By Kelly Hayes-Raitt

February 7, Baghdad -- A Voices in the Wilderness volunteer from Kansas held a fundraiser for a children's center. Bowling for Baghdad featured bootleg rum and a bowling match between activists and reporters (reporters won).

I was much more popular as a bartender than as a bowler: I have not the slightest clue about the proportion of rum to coke and apparently erred on the rum side. On the other hand, I guttered twice.

Games are big in Iraq. Every afternoon, young men gather across the street from our hotel for their football (soccer) matches. Every evening, older men gather in coffee houses for their domino and backgammon matches.

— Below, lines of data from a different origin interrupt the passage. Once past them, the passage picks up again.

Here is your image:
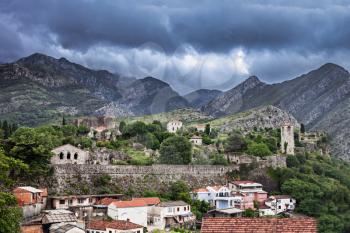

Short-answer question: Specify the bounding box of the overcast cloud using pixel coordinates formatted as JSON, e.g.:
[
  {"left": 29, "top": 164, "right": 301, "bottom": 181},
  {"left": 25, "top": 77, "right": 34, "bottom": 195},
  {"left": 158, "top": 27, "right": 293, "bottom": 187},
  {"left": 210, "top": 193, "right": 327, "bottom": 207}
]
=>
[{"left": 0, "top": 0, "right": 350, "bottom": 93}]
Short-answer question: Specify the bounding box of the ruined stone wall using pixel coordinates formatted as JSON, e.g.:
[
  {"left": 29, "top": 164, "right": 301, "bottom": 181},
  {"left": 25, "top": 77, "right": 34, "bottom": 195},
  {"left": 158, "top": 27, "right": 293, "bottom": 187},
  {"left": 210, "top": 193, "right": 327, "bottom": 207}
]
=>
[
  {"left": 50, "top": 156, "right": 286, "bottom": 195},
  {"left": 50, "top": 164, "right": 239, "bottom": 194}
]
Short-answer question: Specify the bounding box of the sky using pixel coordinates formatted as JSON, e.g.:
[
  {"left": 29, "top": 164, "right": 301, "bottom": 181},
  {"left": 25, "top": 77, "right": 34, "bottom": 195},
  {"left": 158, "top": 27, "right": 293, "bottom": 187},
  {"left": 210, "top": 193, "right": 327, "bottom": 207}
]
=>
[{"left": 0, "top": 0, "right": 350, "bottom": 94}]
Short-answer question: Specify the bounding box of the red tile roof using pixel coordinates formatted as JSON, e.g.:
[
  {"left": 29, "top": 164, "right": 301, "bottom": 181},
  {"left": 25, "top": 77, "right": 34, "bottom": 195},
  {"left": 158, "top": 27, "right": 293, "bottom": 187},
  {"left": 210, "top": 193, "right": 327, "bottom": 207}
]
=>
[
  {"left": 193, "top": 188, "right": 209, "bottom": 193},
  {"left": 96, "top": 197, "right": 118, "bottom": 205},
  {"left": 201, "top": 218, "right": 317, "bottom": 233},
  {"left": 111, "top": 200, "right": 147, "bottom": 208},
  {"left": 232, "top": 180, "right": 257, "bottom": 185},
  {"left": 133, "top": 197, "right": 160, "bottom": 205},
  {"left": 86, "top": 220, "right": 143, "bottom": 231}
]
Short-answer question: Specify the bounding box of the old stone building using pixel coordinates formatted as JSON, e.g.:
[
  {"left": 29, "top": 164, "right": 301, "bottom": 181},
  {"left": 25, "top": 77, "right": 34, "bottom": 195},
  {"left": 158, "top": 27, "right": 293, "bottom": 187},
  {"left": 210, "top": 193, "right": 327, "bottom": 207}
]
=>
[
  {"left": 281, "top": 123, "right": 294, "bottom": 155},
  {"left": 167, "top": 120, "right": 182, "bottom": 133},
  {"left": 51, "top": 144, "right": 89, "bottom": 165}
]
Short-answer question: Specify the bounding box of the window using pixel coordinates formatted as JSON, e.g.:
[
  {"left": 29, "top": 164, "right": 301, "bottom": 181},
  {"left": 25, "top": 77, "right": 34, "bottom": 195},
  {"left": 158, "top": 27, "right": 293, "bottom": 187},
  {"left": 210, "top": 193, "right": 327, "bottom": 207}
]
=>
[{"left": 78, "top": 198, "right": 85, "bottom": 204}]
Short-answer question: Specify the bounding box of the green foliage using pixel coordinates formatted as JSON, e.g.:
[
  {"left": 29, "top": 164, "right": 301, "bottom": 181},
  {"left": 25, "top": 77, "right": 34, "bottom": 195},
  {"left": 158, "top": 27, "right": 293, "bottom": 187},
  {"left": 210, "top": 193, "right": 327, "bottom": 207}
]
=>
[
  {"left": 211, "top": 153, "right": 228, "bottom": 166},
  {"left": 204, "top": 124, "right": 210, "bottom": 135},
  {"left": 202, "top": 134, "right": 213, "bottom": 145},
  {"left": 224, "top": 132, "right": 247, "bottom": 152},
  {"left": 0, "top": 120, "right": 18, "bottom": 139},
  {"left": 247, "top": 142, "right": 272, "bottom": 157},
  {"left": 159, "top": 136, "right": 192, "bottom": 164},
  {"left": 137, "top": 133, "right": 160, "bottom": 150},
  {"left": 169, "top": 180, "right": 191, "bottom": 203},
  {"left": 10, "top": 126, "right": 63, "bottom": 178},
  {"left": 270, "top": 153, "right": 350, "bottom": 232},
  {"left": 0, "top": 192, "right": 22, "bottom": 233},
  {"left": 286, "top": 155, "right": 300, "bottom": 167},
  {"left": 243, "top": 208, "right": 259, "bottom": 218}
]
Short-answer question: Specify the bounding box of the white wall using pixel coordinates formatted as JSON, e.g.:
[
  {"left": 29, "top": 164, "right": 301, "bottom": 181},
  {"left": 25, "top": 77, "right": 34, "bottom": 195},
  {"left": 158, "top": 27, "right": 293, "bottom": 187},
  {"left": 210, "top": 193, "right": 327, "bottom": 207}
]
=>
[{"left": 107, "top": 204, "right": 147, "bottom": 227}]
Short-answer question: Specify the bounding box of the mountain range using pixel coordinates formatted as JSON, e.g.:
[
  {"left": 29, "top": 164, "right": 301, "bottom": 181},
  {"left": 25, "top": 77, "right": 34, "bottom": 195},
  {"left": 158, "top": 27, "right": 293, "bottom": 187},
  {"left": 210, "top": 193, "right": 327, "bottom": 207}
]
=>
[
  {"left": 0, "top": 54, "right": 350, "bottom": 160},
  {"left": 202, "top": 63, "right": 350, "bottom": 160}
]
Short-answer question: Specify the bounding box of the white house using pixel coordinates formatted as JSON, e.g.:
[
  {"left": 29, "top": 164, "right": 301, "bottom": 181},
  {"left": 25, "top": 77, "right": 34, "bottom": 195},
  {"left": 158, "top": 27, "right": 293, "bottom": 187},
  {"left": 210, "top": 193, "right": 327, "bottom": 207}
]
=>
[
  {"left": 149, "top": 201, "right": 196, "bottom": 229},
  {"left": 190, "top": 186, "right": 243, "bottom": 209},
  {"left": 51, "top": 144, "right": 89, "bottom": 164},
  {"left": 107, "top": 200, "right": 148, "bottom": 227},
  {"left": 167, "top": 120, "right": 182, "bottom": 133},
  {"left": 86, "top": 220, "right": 143, "bottom": 233},
  {"left": 190, "top": 135, "right": 203, "bottom": 146},
  {"left": 265, "top": 195, "right": 296, "bottom": 214}
]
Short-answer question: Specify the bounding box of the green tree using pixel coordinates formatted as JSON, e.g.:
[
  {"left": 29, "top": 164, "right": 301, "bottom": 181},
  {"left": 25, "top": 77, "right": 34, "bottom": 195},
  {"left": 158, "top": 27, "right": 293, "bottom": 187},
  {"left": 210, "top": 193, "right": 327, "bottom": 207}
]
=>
[
  {"left": 170, "top": 180, "right": 190, "bottom": 202},
  {"left": 224, "top": 133, "right": 247, "bottom": 152},
  {"left": 0, "top": 192, "right": 22, "bottom": 233},
  {"left": 247, "top": 142, "right": 272, "bottom": 157},
  {"left": 10, "top": 126, "right": 63, "bottom": 179},
  {"left": 300, "top": 123, "right": 305, "bottom": 133},
  {"left": 159, "top": 136, "right": 192, "bottom": 164},
  {"left": 204, "top": 124, "right": 210, "bottom": 135},
  {"left": 119, "top": 121, "right": 126, "bottom": 134}
]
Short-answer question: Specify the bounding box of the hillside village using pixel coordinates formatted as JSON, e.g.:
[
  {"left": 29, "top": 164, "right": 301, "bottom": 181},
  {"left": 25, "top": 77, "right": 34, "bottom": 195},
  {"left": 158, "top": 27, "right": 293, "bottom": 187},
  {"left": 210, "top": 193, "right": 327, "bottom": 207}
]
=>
[{"left": 0, "top": 107, "right": 329, "bottom": 233}]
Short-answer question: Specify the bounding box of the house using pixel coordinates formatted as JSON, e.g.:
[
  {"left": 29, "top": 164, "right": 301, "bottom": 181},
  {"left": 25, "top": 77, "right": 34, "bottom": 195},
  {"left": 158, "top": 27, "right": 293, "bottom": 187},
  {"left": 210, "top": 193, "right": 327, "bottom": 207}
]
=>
[
  {"left": 167, "top": 120, "right": 182, "bottom": 133},
  {"left": 149, "top": 201, "right": 196, "bottom": 229},
  {"left": 92, "top": 197, "right": 118, "bottom": 219},
  {"left": 229, "top": 180, "right": 267, "bottom": 209},
  {"left": 265, "top": 195, "right": 296, "bottom": 214},
  {"left": 50, "top": 194, "right": 123, "bottom": 219},
  {"left": 12, "top": 186, "right": 47, "bottom": 218},
  {"left": 86, "top": 220, "right": 143, "bottom": 233},
  {"left": 41, "top": 210, "right": 78, "bottom": 233},
  {"left": 281, "top": 122, "right": 295, "bottom": 155},
  {"left": 190, "top": 186, "right": 243, "bottom": 209},
  {"left": 51, "top": 144, "right": 89, "bottom": 165},
  {"left": 259, "top": 203, "right": 276, "bottom": 217},
  {"left": 201, "top": 218, "right": 317, "bottom": 233},
  {"left": 194, "top": 124, "right": 205, "bottom": 132},
  {"left": 190, "top": 135, "right": 203, "bottom": 146},
  {"left": 206, "top": 208, "right": 243, "bottom": 218},
  {"left": 107, "top": 200, "right": 148, "bottom": 227},
  {"left": 49, "top": 222, "right": 85, "bottom": 233}
]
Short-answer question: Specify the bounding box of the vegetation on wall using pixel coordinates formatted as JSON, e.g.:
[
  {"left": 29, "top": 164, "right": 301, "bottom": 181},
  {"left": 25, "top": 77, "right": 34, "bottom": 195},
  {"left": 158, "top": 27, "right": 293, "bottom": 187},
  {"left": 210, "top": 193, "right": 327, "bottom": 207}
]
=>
[{"left": 269, "top": 153, "right": 350, "bottom": 232}]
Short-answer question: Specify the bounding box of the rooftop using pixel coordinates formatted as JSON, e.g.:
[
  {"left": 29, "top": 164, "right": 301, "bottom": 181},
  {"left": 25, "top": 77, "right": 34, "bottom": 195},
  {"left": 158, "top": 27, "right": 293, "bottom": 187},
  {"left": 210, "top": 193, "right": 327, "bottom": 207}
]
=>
[
  {"left": 133, "top": 197, "right": 160, "bottom": 205},
  {"left": 110, "top": 200, "right": 147, "bottom": 208},
  {"left": 201, "top": 218, "right": 317, "bottom": 233},
  {"left": 232, "top": 180, "right": 262, "bottom": 186},
  {"left": 86, "top": 220, "right": 143, "bottom": 231},
  {"left": 209, "top": 208, "right": 243, "bottom": 214},
  {"left": 13, "top": 186, "right": 43, "bottom": 193},
  {"left": 192, "top": 188, "right": 209, "bottom": 193},
  {"left": 159, "top": 201, "right": 188, "bottom": 207},
  {"left": 51, "top": 194, "right": 124, "bottom": 199}
]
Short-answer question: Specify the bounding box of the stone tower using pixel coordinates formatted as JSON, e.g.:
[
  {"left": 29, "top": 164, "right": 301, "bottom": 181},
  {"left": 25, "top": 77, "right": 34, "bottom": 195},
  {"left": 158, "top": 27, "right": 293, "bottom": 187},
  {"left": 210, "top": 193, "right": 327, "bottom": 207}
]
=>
[{"left": 281, "top": 123, "right": 294, "bottom": 155}]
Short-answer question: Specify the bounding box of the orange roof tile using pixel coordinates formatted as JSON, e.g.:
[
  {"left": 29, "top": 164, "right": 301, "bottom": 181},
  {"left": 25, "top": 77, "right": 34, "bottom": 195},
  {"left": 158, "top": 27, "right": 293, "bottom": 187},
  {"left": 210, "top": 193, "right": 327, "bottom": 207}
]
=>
[
  {"left": 86, "top": 220, "right": 143, "bottom": 231},
  {"left": 201, "top": 218, "right": 317, "bottom": 233},
  {"left": 111, "top": 200, "right": 147, "bottom": 208},
  {"left": 193, "top": 188, "right": 208, "bottom": 193},
  {"left": 96, "top": 197, "right": 118, "bottom": 205},
  {"left": 133, "top": 197, "right": 160, "bottom": 205}
]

Soccer playing fields are sparse and dirty. American bombs hit sewage and waste treatment plants in 1991. Efforts to rebuild have been crippled by the U.N. sanctions, which prevent the importation of chlorine and spare parts for repairs.

Additionally, erratic electricity makes treating sewage and drinking water difficult. Half the sewage treatment plants are inoperable, and another 25p ercent do not meet environmental standards.

Daily, 500,000 tons of raw sewage are dumped into the Tigris and other rivers, contaminating down-stream drinking water sources. Only half the number of garbage trucks operate. Childhood diarrhea has quadrupled since before the Gulf War; typhoid fever has increased from 2,240 cases/year to 27,000 cases/year.

Gone are the public gardens and landscaping and greenery. In its place are brown, decrepit, trash-strewn playgrounds. Yet, the young soccer players clean their field and play with gusto, not missing an opportunity to show off for a strange American woman who is lured to their perimeter by retrieving a stray ball.

By contrast, a woman wandering into a coffee house attracts little attention. Only men gather in these cacophonous rooms where the coffee is as thick as the smoke-filled air. The delicate china teacups are a surprising contrast to the triumphant slamming of dominoes on the tiled tables.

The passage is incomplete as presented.